The police chief said that reports about rule breakers had risen from around 150 a week a fortnight ago to 250 a week now.
He added: “We don’t want heavy-handed policing here, we want people to enjoy their Christmas, I want people to enjoy their Christmas.
“The police are all family people as well, and they want to enjoy their Christmas.
“But we’ve got to do it in a way that is compliant with the present regulations – you’ve heard several others quite rightly say it.
“And if there are major infringements then we’d all expect the police to take the appropriate action.”
A YouGov poll carried out this month revealed just 68 per cent of respondents said they will abide by the Rule of Six this Christmas.
Different police forces across the country are likely to take different approaches to enforcing gatherings during the festive season.

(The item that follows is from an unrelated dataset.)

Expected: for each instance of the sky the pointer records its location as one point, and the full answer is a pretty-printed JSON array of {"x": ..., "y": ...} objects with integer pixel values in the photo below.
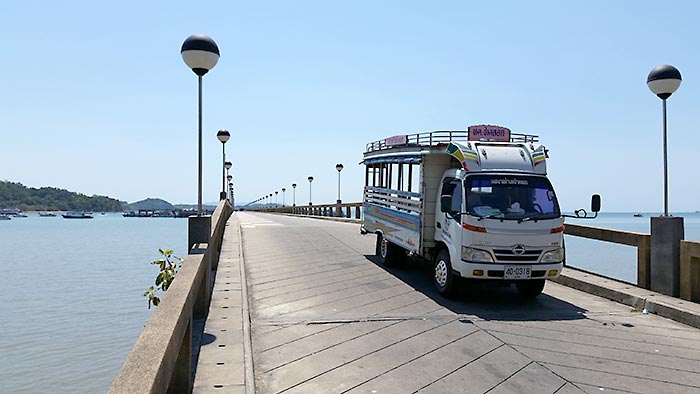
[{"x": 95, "y": 97}]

Greater Manchester Police, the Metropolitan Police Service and Merseyside Police said they will follow the National Police Chiefs’ Council’s line, which is that enforcement would happen “as a last resort”.
“We understand that this is a period where people want to be with their loved ones, celebrating this holiday,” a spokesperson for the NPCC said.
“We police against the regulations that are in law, and everybody has their part to play to help protect local communities and loved ones and we are confident people will adhere to the rules and help us to reduce the risk of transmission.
“The police’s approach remains to engage, explain and encourage people to follow the rules in the first instance and enforce as a last resort, where there are clear breaches of the rules taking place.”